Tuesday, August 23, 2011

Another Triennial Revisited article / review

I had the pleasure of meeting the writer from USC's Daily Gamecock at the opening reception. Quite an impressive newspaper for a college paper. Certainly better arts coverage than we get here at the Post & Courier.

Gallery patrons view the work of local artists, displayed in 701 Center for Contemporary Art’s “Triennial Revisited” exhibit. The work will be on display until Sept. 25.

Art tackles social issues in ‘Triennial Revisited’

Local gallery gives community creative retrospective with new exhibit
Mikelle Street

Tom Stanley’s uncertain, halting prose sets the tone for several pieces shown in the “Triennial Revisited” exhibit which opened Thursday at the 701 Center for Contemporary Art gallery of 701 Whaley St.

“Is this not deep enough for art. I mean that real high intellectual art. That art that is hard to understand. Is this too obvious. Is this not deep enough. WHAT IS DEEP ENOUGH. How deep is deep.”

These words comprised Stanley’s piece entitled “En Route to Hamlet,” one work among pieces from 18 different artists in the exhibit.

Dealing with healing, inadequacies and religion, Stanley’s piece is personal, as is evident in the handwritten, flowing script and small doodles scattered throughout. While most viewers didn’t take the time to actually read the long blocks of text, those who did found a stream of consciousness that seemed to constantly relapse on itself.

“Triennial Revisited” is a juried exhibition of pieces from the five South Carolina “Triennial” exhibitions organized by the South Carolina Arts Commission and South Carolina State Museum between 1992 and 2004. During those years, the “Triennial” was considered one of South Carolina’s most prestigious surveys of contemporary art. This exhibition was created to expose a new generation of artist patrons and admirers to the work of proven artists South Carolina artists.

“It’s a wonderful show, and part of the reason it is so wonderful is because it is a reprise of the ‘Triennials,’” said Brad Collins, chair of USC’s art department. “There’s a lot of quality artists showing who haven’t shown in a long time in Columbia.”

Collins was one of seven on the curatorial committee, composed of individuals who were involved with one or more of the five “Triennials.”

Stanley’s piece was not the only one from the 1998 “Triennial” that was revisited. John Acorn’s “As a Lure No. 1” was presented as well.

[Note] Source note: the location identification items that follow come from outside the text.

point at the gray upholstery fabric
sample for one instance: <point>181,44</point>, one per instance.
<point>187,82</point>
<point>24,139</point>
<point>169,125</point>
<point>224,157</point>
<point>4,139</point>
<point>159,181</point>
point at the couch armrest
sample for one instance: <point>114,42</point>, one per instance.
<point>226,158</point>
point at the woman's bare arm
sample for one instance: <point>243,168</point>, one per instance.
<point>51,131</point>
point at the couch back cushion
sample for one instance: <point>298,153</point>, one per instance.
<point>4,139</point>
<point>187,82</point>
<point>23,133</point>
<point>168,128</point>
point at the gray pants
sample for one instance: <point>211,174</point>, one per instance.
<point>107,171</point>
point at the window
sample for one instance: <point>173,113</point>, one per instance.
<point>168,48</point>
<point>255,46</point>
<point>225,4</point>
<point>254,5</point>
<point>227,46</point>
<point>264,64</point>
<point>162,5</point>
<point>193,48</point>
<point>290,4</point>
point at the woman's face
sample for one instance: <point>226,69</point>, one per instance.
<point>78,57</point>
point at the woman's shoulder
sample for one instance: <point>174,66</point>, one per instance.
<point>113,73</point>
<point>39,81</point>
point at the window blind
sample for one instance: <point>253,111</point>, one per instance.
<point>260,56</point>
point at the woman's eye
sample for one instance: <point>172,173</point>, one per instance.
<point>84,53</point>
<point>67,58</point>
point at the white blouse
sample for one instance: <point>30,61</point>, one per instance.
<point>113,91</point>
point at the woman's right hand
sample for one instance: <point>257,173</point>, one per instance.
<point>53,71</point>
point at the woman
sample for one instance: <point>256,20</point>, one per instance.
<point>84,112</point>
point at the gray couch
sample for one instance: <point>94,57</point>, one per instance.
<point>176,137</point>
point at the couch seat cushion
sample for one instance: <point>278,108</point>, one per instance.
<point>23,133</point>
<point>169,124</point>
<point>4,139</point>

A part of a series of pieces created from a 3-inch image of a camouflage suite in the newspaper that the artist blew up into a 7-foot, three-dimensional figure, the piece is made of wood, metal and cloth and features the figure with enlarged fishing lures hanging like scales off its body.

Envisioned by the artist to be presented at much higher than possible at the 701 CCA gallery (Acorn prefers the piece to hang above the heads of viewers as though the piece were a lure floating above a fish in the ocean), the piece certainly makes a powerful impact in the space.

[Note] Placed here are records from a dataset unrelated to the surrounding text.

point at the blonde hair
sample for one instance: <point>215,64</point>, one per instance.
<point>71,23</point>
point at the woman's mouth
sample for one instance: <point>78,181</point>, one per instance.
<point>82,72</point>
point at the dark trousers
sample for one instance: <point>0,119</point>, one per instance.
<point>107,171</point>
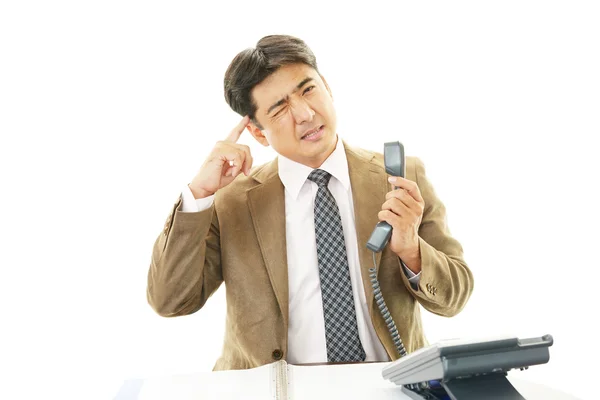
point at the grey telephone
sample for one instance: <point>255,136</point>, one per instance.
<point>393,154</point>
<point>395,165</point>
<point>469,369</point>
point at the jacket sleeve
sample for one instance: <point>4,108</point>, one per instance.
<point>446,281</point>
<point>185,268</point>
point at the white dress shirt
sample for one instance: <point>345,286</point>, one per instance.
<point>306,331</point>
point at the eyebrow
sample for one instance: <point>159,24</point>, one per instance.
<point>286,98</point>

One of the more political pieces was Colin Quashie’s, which was presented in the 1992 “Triennial.” A mixed media piece entitled “Blackbored” read, “ALL COURSES CANCELED DUE TO LOW ENROLLMENT — NONCREDIT COURSES AVAILABLE AT THE DEPT. OF CORRECTIONS,” written by Professor P. Rolle for his African American Studies class.

Quashie said that he frequently changes what’s written on the blackboard of his piece.

“My last one was about ‘racialgebra,’” Quashie said. “‘What’s the value of a
n------?’ was the question.”

The question caused some to answer via the notepad set on the lone desk that comprises one component of the pieces.

With more than 250 guests coming out for the opening reception, “Triennial Revisited” provides an educational look back to some of the forgotten artists of our state while prompting the art scene to get ready for 701’s South Carolina Biennial set to debut on Oct. 6.

The “Triennial Revisited” exhibit will run through Sept. 25.

Pieces currently featured in the exhibit were in previous “Triennial” exhibitions between 1992 and 2004. The work powerfully represents various social issues in Columbia.